General search engines only reveal a fraction of what is available on the entire internet. According to some analysts, that fraction amounts to less than 10 percent. The primary reason for this is that there are various types of websites with various types of content. These may be categorized based on the level of access they provide to their content.
In this lesson, websites are distinguished in terms of their visibility to search engines as follows.
This is the part of the internet which is visible to regular search engines and, therefore, indexed by them.
This is the part of the internet which is not indexed by regular search engines. Content here includes:
This is another part of the internet where content is not indexed, and most of the content here is actually illegal or linked to illegal activities.
The following sections cover a few search engines that can explore certain regions of the deep web in some way. There is also an overview of some special search engines that are limited to searching the surface web but, at the same time, come with unique functions that surpass the functions of regular search engines in terms of exploring content.

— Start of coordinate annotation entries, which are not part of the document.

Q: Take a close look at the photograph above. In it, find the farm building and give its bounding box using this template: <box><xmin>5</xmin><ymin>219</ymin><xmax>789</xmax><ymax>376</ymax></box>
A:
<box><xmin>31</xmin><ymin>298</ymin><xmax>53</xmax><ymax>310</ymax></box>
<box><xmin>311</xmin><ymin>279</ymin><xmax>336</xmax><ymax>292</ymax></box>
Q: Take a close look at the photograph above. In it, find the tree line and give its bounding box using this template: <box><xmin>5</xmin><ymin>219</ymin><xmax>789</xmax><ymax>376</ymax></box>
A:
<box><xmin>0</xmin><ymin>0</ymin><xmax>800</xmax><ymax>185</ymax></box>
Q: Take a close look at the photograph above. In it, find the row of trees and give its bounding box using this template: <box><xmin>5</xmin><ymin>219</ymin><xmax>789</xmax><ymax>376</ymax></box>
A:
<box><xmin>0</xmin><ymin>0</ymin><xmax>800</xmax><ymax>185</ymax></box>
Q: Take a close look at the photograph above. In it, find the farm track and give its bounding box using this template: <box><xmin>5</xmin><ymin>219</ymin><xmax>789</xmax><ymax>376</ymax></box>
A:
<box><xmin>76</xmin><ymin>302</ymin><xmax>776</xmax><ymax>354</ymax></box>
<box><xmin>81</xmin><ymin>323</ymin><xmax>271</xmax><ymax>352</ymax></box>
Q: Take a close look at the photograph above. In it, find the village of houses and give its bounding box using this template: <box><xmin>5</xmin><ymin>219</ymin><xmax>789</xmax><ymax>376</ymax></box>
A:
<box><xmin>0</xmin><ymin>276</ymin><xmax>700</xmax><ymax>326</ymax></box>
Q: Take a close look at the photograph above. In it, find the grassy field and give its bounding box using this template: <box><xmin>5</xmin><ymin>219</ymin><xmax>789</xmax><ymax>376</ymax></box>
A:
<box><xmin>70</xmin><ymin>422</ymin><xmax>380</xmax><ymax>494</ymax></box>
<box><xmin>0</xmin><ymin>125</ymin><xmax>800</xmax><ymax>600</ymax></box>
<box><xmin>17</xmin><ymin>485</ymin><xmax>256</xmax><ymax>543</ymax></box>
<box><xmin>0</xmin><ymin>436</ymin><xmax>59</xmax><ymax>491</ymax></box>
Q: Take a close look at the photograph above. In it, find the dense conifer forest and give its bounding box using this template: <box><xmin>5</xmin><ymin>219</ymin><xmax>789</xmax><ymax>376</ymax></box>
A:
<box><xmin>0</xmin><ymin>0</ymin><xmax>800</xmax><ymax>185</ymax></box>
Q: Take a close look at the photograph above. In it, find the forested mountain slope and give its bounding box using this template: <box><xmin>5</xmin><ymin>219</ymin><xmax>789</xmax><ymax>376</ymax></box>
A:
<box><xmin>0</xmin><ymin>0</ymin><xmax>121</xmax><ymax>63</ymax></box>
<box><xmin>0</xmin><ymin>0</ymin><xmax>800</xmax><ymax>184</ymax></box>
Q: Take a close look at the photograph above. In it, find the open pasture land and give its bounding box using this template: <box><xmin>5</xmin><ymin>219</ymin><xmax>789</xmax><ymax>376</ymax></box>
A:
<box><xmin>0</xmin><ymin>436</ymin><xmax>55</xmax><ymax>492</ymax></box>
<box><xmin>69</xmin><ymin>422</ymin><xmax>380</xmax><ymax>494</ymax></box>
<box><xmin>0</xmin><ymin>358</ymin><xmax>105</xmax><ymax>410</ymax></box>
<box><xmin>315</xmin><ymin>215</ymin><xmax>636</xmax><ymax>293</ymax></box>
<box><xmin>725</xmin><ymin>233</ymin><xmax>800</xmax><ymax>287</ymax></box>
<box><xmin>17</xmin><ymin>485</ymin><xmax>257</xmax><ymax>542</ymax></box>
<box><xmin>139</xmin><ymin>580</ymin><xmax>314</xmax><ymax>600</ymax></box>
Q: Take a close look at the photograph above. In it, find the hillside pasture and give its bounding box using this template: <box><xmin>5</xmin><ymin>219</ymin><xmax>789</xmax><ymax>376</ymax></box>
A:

Wolfram Alpha is a versatile search engine, which uses complex artificial intelligence to tap its knowledge base. Its algorithms analyze search terms on the basis of multiple factors. It is also very popular among students, because it can solve complex mathematical problems. Wolfram Alpha “knows the answer to everything”: from data about planes flying above Chicago at any given moment, through the complete works of Newton, to the scales of magnitude of earthquakes with exact dates and geographic coordinates.

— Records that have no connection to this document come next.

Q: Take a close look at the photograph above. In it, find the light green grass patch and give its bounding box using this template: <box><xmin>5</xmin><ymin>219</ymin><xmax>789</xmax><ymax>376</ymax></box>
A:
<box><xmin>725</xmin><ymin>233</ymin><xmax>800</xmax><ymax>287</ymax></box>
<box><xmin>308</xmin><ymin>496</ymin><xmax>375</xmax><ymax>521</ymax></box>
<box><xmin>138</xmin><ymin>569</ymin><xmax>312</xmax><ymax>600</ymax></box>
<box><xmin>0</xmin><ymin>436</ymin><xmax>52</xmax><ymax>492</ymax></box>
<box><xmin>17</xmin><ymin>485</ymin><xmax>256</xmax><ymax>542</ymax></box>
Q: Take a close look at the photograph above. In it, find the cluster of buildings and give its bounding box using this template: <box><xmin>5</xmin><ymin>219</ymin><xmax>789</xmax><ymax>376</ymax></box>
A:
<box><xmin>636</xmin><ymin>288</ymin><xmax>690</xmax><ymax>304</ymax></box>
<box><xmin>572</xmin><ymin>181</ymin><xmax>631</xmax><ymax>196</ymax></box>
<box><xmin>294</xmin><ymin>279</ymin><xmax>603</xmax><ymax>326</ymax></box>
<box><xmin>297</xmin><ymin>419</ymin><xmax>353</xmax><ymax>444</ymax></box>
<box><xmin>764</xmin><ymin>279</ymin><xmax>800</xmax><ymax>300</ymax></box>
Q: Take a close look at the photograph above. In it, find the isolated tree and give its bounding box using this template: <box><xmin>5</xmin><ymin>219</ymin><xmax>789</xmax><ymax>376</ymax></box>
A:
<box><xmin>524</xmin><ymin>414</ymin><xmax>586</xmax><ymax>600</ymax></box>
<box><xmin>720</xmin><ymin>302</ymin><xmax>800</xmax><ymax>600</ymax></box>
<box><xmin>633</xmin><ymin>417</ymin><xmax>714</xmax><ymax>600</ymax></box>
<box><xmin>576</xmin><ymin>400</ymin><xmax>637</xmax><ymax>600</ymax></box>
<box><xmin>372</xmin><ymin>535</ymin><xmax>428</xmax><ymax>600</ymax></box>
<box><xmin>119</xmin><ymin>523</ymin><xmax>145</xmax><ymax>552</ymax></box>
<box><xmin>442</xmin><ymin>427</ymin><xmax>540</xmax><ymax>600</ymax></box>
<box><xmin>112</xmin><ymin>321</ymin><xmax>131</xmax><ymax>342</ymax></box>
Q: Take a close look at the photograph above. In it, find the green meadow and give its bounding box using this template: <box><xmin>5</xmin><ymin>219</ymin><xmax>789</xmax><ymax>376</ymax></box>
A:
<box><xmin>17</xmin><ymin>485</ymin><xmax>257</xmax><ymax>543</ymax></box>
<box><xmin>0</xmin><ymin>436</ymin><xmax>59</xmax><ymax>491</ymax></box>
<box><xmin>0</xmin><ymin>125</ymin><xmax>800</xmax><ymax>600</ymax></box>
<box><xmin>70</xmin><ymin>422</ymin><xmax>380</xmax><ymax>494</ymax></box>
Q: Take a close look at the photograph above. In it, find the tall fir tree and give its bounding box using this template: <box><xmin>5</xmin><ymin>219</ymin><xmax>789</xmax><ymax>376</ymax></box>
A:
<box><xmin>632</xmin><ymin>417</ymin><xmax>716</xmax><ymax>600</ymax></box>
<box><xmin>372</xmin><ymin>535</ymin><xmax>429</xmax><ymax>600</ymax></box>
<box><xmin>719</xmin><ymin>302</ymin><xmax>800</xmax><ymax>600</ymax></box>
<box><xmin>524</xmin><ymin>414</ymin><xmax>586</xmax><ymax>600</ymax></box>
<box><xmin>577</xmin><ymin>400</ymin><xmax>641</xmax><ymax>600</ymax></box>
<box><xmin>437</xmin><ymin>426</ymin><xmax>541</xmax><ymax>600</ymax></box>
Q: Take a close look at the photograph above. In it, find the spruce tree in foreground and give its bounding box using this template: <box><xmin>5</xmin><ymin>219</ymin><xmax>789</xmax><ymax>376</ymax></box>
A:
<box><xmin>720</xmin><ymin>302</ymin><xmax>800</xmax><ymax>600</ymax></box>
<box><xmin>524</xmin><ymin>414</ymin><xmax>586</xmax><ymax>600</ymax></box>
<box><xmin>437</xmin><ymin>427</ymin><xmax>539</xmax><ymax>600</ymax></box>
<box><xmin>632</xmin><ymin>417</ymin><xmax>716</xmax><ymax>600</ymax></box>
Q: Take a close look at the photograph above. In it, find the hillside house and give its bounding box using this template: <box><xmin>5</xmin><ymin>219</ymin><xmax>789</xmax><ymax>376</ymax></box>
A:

Google Scholar is a search engine that searches only for scientific and scholarly publications. It allows users to search for various types of documents across any array of disciplines, e.g., articles, thesis, books. Google Scholar indexes content in the databases of academic publishers; on the websites or databases of academic societies and higher education institutions.
Internet Archive is a freely accessible digital library of images, texts, videos, and audio files.
Since 1996, it has also been archiving websites (i.e., web archiving) as part of a service that has come to be known as Wayback Machine. The archive stores not only the most recent versions of indexed sites (like Google does, for instance) but also previous versions. This allows users to choose from several so-called save points. Navigating among saved versions may be done with the help of a user-friendly calendar. It is important to note, however, that Wayback Machine stores mainly textual data, without large images and media content.
Carrot2 is similar to Wolfram Alpha in that it indexes public websites and returns search results based on open sources. The main strength of its Java-based search engine lies in the way search results may be represented and grouped. For example, thematic lists, graphs, and other visually appealing representations can be created. In addition, the resulting content can be easily exported in any format that is most ideal.
In order to carry out effective research, it is important to be aware of the possibilities offered by the various search engines. They can help us to enrich the information collected to produce a work that is as up to date as possible.